6 – Working long hours, forever. Truth! Then again, this can be said of almost any professional-type of career. But, that doesn’t mean we can’t enjoy our jobs and unplug and balance life at the same time. It is also part of our duty to educate our own industry so that we’re not guaranteeing prevention of security incidents. It really is unreasonable to think we must toil away until our network is impenetrable, just as much as making a developer work until a major application is written entirely and perfectly…

5 – People only remember of you when things go wrong. Well, yes, this is unfortunately true. It’s going to be a continued part of our job to stress that prevention is not a guarantee, but we can certainly help the odds. This is also a truism in many professions, though, especially in IT or any utility; you get praised when shit hits the fan and you fix it, not when you do good things when no one is crying. (/hyperbole) In the end, I think most infosec geeks I know understand this, and it doesn’t really bother them.
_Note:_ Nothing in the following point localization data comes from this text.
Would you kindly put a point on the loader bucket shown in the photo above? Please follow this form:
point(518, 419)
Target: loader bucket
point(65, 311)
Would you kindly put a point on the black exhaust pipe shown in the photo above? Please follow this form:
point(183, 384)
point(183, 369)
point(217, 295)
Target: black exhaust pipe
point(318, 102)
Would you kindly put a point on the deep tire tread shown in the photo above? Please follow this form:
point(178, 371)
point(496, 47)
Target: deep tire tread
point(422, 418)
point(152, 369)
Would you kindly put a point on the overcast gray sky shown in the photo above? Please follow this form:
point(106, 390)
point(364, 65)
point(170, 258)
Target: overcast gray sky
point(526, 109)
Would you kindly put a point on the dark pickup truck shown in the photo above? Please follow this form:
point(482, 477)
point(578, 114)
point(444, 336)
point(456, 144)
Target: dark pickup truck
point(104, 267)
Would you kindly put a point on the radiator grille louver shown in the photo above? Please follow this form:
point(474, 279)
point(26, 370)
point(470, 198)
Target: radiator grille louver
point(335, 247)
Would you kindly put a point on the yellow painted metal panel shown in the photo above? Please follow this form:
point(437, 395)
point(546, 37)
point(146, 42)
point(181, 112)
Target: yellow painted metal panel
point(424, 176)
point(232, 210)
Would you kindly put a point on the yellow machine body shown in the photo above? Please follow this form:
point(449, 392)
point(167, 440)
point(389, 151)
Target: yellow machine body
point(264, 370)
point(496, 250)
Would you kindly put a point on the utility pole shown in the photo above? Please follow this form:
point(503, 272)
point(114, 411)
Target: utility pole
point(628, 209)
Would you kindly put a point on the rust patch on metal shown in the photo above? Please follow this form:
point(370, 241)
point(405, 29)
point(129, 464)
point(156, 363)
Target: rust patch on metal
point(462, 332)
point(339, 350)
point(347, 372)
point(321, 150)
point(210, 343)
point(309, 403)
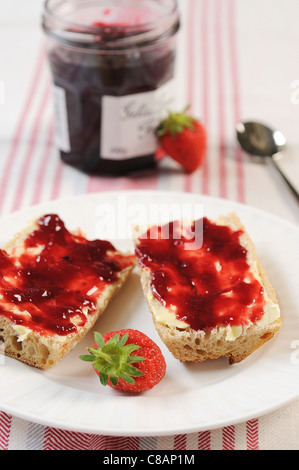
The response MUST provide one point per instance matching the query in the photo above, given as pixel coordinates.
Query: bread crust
(41, 351)
(188, 345)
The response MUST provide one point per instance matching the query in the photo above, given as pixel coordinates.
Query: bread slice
(54, 285)
(229, 339)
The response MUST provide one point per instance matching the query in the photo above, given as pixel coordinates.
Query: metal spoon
(260, 141)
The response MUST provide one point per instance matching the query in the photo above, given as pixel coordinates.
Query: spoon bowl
(266, 144)
(260, 141)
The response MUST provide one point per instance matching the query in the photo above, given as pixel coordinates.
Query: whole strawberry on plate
(184, 139)
(127, 360)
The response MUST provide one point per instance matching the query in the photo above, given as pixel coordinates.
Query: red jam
(56, 282)
(209, 285)
(109, 64)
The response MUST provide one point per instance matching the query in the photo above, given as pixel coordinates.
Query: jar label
(129, 122)
(62, 135)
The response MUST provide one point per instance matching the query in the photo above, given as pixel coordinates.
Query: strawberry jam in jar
(113, 67)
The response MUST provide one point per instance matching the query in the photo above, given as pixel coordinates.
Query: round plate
(191, 397)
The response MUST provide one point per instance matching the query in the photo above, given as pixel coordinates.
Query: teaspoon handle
(274, 165)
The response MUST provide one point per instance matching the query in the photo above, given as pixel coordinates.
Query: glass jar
(112, 63)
4 – Study, study and more study. Yes, true, and every infosec geek I know loves this! I’m not sure I’ve met any that have been forced to study up on something they hate…with the exception of having to study up on something they already know just because someone wants proof or metrics or won’t just take your word for it (a whole other discussion there!).

3 – There is a limit for growth to your career. I think a certain Lee and Mike would disagree. Still, there is a bit of truth in the article’s assertion that many CEO levels have had blessed roads, or those that flow through the sales silos. Then again, that C-level/executive/managerial is the goal of all people is a poor assumption to make… (about as bad as assuming the road of a C-level is…)

2 – No room for mistakes. Refer back to #5: this is true, but is part of the education process to make sure people know that prevention is not a guarantee. I know, I know, so many people in business dislike even a single mistake, but try to bring this back around to accounting, finance, and strategic management: there is always a balance of risk, cost, and revenue; even if the rank and file think every mistake needs to result in an upheaval of processes and people (really, that’s a result of too much middle management and unhealthy performance pressure…).

1 – People expect you to crack their exes Gmail passwords, wireless networks, and combination locks. Again, true, and this is bad why? Also, again this is part of being in a professional career. Personally, I do enjoy the “mystique” that still hangs over technical mastery and hacking, and feel complimented when someone asks things like this of me; either I oblige when ethical, or educate when unreasonable.